1. Field of Invention
The present invention relates generally to modifying plants, and more particularly, to modifying expression of genes to enhance disease resistance therein.
2. Related Art
Plants have evolved a sophisticated innate immune system to defend themselves from the attack of potential pathogens. On top of this system are disease resistance (R) genes that recognize specific pathogen strains and initiate a battery of defense responses including a rapid production of reactive oxygen species (oxidative burst), induction of pathogenesis-related (PR) genes and a more readily detectable hypersensitive response (HR) (Hammond-Kosack and Jones, 1997; McDowell and Dangl, 2000; Glazebrook, 2001). HR is often manifested as rapid, localized death of plant cells at the infection site that contains the invading pathogen, and is believed to be a form of programmed cell death (PCD) analogous to animal apoptosis (Morel and Dangl, 1997; Lam et al., 2001).

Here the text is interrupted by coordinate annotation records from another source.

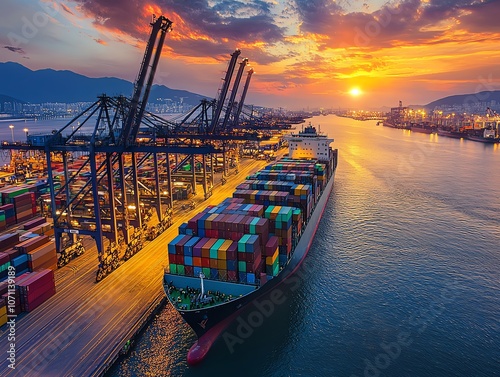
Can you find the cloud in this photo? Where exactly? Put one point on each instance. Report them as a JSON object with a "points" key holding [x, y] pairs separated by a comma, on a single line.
{"points": [[66, 9], [19, 50], [407, 22], [199, 29]]}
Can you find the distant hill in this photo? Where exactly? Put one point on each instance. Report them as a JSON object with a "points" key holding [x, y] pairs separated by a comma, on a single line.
{"points": [[8, 99], [48, 85], [468, 99]]}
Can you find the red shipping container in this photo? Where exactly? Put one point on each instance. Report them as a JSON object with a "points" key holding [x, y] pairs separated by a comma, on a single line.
{"points": [[205, 262], [189, 270]]}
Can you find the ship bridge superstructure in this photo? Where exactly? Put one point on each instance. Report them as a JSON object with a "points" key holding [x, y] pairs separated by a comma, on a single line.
{"points": [[309, 144]]}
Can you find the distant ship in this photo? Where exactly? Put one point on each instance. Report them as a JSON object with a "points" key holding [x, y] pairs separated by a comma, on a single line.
{"points": [[423, 129], [231, 254], [488, 136]]}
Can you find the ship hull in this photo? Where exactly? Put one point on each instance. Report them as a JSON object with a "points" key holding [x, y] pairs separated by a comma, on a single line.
{"points": [[452, 134], [423, 130], [208, 323], [481, 139]]}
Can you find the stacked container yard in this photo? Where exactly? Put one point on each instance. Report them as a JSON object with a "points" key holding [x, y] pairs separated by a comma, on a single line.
{"points": [[4, 265], [9, 214], [3, 313], [25, 206], [10, 192]]}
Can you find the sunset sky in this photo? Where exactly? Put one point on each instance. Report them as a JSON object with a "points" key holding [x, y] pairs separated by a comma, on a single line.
{"points": [[305, 53]]}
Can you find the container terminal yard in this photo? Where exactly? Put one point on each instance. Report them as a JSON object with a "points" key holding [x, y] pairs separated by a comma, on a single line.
{"points": [[83, 249]]}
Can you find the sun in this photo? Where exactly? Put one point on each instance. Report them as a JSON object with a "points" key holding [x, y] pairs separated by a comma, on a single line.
{"points": [[355, 92]]}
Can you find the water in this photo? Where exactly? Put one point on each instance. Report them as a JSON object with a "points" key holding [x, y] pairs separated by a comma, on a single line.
{"points": [[402, 278]]}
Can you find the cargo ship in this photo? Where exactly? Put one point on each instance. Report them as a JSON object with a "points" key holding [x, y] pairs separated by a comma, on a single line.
{"points": [[229, 255], [487, 136], [451, 133]]}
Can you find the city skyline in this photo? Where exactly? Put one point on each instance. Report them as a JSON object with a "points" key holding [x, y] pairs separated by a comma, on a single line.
{"points": [[305, 54]]}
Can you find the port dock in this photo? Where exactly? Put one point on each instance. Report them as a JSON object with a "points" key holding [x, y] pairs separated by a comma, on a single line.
{"points": [[83, 328]]}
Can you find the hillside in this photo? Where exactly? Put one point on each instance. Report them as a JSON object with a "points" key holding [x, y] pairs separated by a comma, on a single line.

A current challenge is to understand the mechanisms that link R gene-mediated pathogen recognition to the expression of resistance and the accompanying HR. At least 5 structurally distinct classes of R proteins have been characterized. The majority of isolated R genes encode members of a superfamily of nucleotide binding site and leucine-rich repeat (NB-LRR) containing proteins (Dangl and Jones, 2001). Interestingly, plant defense responses triggered by different types of R genes upon recognition of pathogens carrying corresponding avirulence (Avr) genes are often very similar (Hammond-Kosack and Jones, 1997; McDowell and Dangl, 2000; Glazebrook, 2001). This suggests that different types of R genes may activate common downstream signaling pathways that lead to the expression of resistance.
In 2001, a novel type of plant R gene RPW8 that confers broad-spectrum resistance in Arabidopsis to powdery mildew (Erysiphe) pathogens (Xiao et al., 2001) was discovered by one of the present inventors. The predicted products of the gene RPW8 of Arabidopsis are small, basic proteins with a putative N-terminal transmembrane domain and a coiled coil domain (Xiao et al., 2001). They lack the nucleotide binding site and Leu-rich repeats that characterize the products of the other Arabidopsis R genes (Dangl and Jones, 2001). RPW8 confers resistance to all tested isolates of the four species of powdery mildew pathogens of Arabidopsis (Xiao et al., 2001). By contrast, most other R genes confer resistance to only one or a few isolates of a pathogen species carrying the corresponding Avr genes (Hammond-Kosack and Jones, 1997). Despite these differences, resistance mediated by RPW8 is characterized by an HR involving the formation of H2O2. The HR triggered by the RPW8 genes involves the defense signaling components salicylic acid (SA) and EDS1 (Xiao et al., 2001). Thus, disease resistance regulated by the RPW8 genes is similar to that regulated by the other Arabidopsis R genes. Although the mechanisms by which R proteins induce HR are largely unknown, influx of calcium, protein phosphorylation and dephosphorylation, production of reactive oxygen intermediates and nitric oxide, and SA synthesis are associated with the onset of HR (Greenberg et al., 1994; Dangl et al., 1996; Lamb and Dixon, 1997; Grant et al., 2000; Glazebrook, 2001; Zhang and Klessig, 2001).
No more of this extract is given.